Warum ich kein Vegetarier bin

Von Konrad Ott (Kiel)


In den vergangenen Jahrzehnten wurden tierethische Forderungen gesteigert. Was zunächst im utilitaristischen Paradigma (Singer 1990) mit der berechtigten Forderung nach mehr Tierwohl und weitaus weniger Tierleid begann, wurde zur Forderung nach Tierrechten (Regan 1989), nach politischen Tierrechten (Donaldson & Kymlicka 2013) und zuletzt zur Forderung, auch das Leid von Wildtieren zu reduzieren (Nussbaum 2010, Horta 2017). Die Tierrechtsbewegung postuliert ein Recht auf Leben für alle „subjects of a life“ (Regan), was ein prima-facie-Tötungsverbot impliziert.

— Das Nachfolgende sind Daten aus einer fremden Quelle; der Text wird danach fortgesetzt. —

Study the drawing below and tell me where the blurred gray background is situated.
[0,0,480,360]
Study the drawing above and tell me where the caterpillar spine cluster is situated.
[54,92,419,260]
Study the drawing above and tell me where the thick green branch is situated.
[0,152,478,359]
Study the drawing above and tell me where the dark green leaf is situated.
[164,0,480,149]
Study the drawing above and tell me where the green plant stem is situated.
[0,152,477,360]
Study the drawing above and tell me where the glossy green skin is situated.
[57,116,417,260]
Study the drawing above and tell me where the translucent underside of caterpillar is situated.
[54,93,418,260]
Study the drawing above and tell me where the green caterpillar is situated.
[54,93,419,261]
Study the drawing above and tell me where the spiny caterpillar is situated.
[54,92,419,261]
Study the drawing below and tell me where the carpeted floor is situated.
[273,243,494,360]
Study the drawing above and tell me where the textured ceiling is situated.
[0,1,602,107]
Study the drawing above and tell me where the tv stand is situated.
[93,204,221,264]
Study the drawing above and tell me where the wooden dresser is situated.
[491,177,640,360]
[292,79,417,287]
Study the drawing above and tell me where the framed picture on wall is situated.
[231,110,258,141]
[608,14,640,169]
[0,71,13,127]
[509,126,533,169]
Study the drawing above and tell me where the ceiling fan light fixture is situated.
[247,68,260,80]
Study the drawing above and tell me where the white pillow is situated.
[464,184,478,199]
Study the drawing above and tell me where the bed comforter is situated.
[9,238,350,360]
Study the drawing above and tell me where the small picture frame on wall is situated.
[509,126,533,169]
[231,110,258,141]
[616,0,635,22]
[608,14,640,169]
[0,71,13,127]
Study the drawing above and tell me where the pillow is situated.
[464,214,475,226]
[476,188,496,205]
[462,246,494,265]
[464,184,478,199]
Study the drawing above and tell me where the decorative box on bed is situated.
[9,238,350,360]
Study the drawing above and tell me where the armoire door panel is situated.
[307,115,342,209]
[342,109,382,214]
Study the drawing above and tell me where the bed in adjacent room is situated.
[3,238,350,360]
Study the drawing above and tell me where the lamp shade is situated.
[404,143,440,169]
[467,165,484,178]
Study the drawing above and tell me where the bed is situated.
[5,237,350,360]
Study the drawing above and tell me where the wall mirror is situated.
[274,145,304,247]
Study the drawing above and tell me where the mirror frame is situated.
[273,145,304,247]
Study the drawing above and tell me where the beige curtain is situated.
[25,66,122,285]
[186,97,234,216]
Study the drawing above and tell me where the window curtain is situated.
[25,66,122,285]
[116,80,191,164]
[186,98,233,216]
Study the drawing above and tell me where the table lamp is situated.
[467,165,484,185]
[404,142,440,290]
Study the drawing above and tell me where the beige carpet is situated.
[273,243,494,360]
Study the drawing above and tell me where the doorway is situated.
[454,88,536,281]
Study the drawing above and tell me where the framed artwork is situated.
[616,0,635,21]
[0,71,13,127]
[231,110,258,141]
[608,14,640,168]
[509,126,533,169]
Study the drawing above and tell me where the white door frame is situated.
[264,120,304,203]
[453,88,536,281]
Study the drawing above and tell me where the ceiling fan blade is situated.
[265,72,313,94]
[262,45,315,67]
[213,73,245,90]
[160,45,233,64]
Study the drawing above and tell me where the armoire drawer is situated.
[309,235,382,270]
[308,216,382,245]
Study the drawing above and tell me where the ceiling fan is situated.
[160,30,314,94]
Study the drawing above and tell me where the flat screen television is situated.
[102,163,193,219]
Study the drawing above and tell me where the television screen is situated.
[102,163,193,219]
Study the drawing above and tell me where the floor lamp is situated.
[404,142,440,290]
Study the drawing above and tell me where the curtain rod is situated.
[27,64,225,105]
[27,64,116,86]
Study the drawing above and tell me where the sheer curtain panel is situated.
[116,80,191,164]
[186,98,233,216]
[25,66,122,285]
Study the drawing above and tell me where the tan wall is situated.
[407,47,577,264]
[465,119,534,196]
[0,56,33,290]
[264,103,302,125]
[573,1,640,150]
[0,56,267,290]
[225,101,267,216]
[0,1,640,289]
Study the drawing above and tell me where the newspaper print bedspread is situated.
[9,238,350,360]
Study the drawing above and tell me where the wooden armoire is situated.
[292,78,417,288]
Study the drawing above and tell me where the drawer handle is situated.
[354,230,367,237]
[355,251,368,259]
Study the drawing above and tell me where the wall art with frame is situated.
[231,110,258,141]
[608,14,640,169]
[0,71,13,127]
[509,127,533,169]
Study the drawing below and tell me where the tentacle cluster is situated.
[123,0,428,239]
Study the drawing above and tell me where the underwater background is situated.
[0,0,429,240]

Demnach bestünde eine moralische Pflicht, weder als Produzent*in noch als Konsument*in an der Produktion fleischlicher Nahrung zu partizipieren, die nicht „in vitro“ erfolgt, sondern auf der Schlachtung von Tieren beruht. Diese Forderung präsumiert, vom moralischen Sandpunkt aus überzeugend zu sein, und sie unterstellt, dass moralische Gründe alle anderen Arten von Gründen übertrumpfen (sog. „overridingness“). Die „overridingness“ moralischer Gründe wird häufig so verstanden, dass durch sie sämtliche außer-moralischen Gründe (tendenziell) belanglos, d.h. irrelevant werden. Sofern ein Thema überhaupt vom moralischen Standpunkt aus betrachtet werden kann, entwertet dessen Einnahme alle übrigen Gesichtspunkte, die dann nach dem Schema von Pflicht und Neigung behandelt und den bloßen Neigungen oder Konventionen zugeordnet werden können. Bei Kant sind Neigungen allerdings letztlich heteronom; heutige Ethiken des guten Lebens schließen nicht aus, dass Wertschätzungen authentisch sein können.